Не забудьте в то же время, что этот театр серьезным не считается!)

Ища только правды душевной, не подчиняя себя театральным законам «действия и зрелища» (я уж не говорю про свирепый закон единства времени, действия и места, к счастью, давно упраздненный), психолог-романист спокойно ставил и разрешал свои задачи, не торопясь исследовал душу как таковую. В свободе от действия и зрелища, от условности театральной была его сила. И очень возможно, что тот же Достоевский, романы которого так удобно укладываются теперь для сцены, явил бы собою весьма посредственного драматурга, вздумай он писать драмы для тогдашнего театра: в борьбе с софитом и режиссером он потерял бы всю свою силу. Свободно переходя от диалога к монологу, растянутому на десятки страниц (Нагель в «Мистериях» Гамсуна), бросая внешнее для внутреннего, целые главы начиная словами: он думал, что… (Толстой), романист до бесконечности углублял душу своих героев, приближал ее к нашей, приближал ее к правде души вообще. Мало ему этих средств — просто начнет говорить от себя, пояснять, догадываться; то изнутри смотрел, то вдруг взглянет со стороны — меняет точки зрения, всяко ищет и всяко находит.

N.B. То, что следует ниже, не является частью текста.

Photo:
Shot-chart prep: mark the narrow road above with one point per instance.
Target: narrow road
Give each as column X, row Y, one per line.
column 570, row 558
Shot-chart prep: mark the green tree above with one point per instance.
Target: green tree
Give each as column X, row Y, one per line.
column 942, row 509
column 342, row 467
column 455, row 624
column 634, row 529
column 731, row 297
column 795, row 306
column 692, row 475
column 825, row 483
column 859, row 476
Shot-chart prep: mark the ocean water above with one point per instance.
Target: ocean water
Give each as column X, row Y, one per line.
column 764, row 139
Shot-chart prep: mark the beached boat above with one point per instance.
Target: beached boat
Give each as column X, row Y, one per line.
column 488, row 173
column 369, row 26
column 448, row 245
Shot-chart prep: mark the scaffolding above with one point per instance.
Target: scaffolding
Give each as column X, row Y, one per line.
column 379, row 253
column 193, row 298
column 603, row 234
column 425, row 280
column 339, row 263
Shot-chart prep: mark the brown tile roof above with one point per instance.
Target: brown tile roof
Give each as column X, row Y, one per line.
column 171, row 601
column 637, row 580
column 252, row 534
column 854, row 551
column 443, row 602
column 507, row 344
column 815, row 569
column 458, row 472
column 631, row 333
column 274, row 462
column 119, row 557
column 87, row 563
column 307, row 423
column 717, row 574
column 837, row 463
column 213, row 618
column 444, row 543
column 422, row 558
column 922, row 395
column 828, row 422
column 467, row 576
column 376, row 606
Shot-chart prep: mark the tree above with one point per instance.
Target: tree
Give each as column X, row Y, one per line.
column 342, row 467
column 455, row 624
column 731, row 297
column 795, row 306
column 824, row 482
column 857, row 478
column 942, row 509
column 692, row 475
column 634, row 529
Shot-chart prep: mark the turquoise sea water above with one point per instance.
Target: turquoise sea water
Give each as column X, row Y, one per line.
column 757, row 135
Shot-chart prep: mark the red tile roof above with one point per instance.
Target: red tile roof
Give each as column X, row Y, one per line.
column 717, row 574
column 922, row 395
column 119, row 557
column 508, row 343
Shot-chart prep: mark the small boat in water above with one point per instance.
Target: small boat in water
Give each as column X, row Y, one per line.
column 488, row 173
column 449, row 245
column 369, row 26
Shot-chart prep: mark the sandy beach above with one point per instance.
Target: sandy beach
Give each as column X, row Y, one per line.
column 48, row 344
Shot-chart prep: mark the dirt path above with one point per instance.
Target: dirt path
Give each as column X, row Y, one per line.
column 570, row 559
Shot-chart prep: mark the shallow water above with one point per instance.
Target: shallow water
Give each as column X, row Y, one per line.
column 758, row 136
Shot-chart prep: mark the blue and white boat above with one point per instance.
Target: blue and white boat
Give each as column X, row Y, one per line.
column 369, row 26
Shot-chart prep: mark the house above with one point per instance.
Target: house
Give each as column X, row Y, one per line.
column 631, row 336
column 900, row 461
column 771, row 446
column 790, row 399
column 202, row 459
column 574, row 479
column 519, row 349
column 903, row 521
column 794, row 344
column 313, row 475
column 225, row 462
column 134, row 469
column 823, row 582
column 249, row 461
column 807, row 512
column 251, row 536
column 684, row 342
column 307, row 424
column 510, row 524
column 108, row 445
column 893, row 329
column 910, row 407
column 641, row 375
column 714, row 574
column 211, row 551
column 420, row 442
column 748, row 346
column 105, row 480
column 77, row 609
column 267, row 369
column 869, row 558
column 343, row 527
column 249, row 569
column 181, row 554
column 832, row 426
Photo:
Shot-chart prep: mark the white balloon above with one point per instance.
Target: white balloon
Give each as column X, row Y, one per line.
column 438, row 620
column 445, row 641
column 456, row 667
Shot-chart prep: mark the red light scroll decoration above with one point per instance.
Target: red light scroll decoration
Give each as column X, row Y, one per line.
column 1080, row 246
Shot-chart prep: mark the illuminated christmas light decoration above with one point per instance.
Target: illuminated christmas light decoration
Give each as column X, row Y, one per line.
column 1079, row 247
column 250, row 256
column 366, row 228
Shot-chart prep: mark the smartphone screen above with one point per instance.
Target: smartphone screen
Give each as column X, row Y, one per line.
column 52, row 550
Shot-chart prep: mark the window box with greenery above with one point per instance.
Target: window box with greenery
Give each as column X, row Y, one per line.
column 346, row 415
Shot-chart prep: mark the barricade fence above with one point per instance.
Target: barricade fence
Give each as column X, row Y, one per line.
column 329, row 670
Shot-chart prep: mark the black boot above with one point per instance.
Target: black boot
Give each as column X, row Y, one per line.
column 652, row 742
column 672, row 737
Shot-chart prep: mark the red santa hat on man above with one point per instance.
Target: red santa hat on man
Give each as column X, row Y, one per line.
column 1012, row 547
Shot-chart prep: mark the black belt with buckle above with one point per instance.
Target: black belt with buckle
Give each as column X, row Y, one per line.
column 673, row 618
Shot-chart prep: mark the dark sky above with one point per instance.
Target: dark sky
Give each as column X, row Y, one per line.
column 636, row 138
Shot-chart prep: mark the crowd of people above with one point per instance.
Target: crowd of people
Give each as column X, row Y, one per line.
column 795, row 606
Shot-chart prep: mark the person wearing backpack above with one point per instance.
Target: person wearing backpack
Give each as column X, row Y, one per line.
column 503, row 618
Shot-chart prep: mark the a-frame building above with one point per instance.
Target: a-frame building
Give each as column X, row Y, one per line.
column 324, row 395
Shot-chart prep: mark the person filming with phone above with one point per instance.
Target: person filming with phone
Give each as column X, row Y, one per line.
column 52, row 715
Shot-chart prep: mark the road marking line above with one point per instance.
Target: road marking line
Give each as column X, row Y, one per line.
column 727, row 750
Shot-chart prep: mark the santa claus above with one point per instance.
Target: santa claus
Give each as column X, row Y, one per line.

Это совсем не ново, то, что я говорю, но оно станет ново и интересно, если теперь потрудитесь провести параллель между этой психологией романа и ее приемами — и условной, укороченной, ободранной до голого тела, нищенской психологией драматического действа.

У балета, как известно, есть свой язык телодвижений и мимики: что-то вроде того, что бежать очень долго на одних носках — значит выразить полную невинность души и в то же время страх или любовь. Есть свой язык и у клоунов: напр «имер», пощечина, как выражение гнева, ввернутые внутрь ноги, как характеристика глупости и раззявства. Но едва ли все знают, что точь-в-точь такой же язык есть и в серьезнейшей драме; и применяется он как раз для выражения важнейшей стороны вещи: ее психологии. В «Вампуке» вдруг приходит некий господин и заявляет: «Я вас покорил!» — и тотчас же все принимают покорные позы и повторяют с глубочайшей верой: он нас покорил. Но это делается не в одной «Вампуке» — этими же простыми до глупости приемами живет драма. Это — условность, только.

Прежде всего здесь требуются верующие зрители, когда же они есть, дело идет просто и легко. Надо выразить большое горе — заплакал; горе поменьше положил голову на стол. Положить палец на губы или как бы невольно посмотреть вслед ушедшему — это значит: жена изменяет своему мужу, дело не чисто. Схватиться за голову, дать пощечину, вбежать, а не войти, смеяться для радости и рыдать для отчаяния, выпячивать губы, морщить лоб, делать синяки под глазами и прочее — это все условный язык драмы, столь же общепринятый, как условный стук Морзе для телеграфа. Да и не в телеграфе ли здесь дело? — посмотрите на условный маятник условных часов: с какой недопустимой быстротой отчеканивает он условные секунды!

Но это только язык, вещь второстепенная: ведь и по телеграфу можно передавать Библию… может быть, существо психологическое и не тронуто?

К сожалению, здесь язык совершенно соответствует существу передаваемого.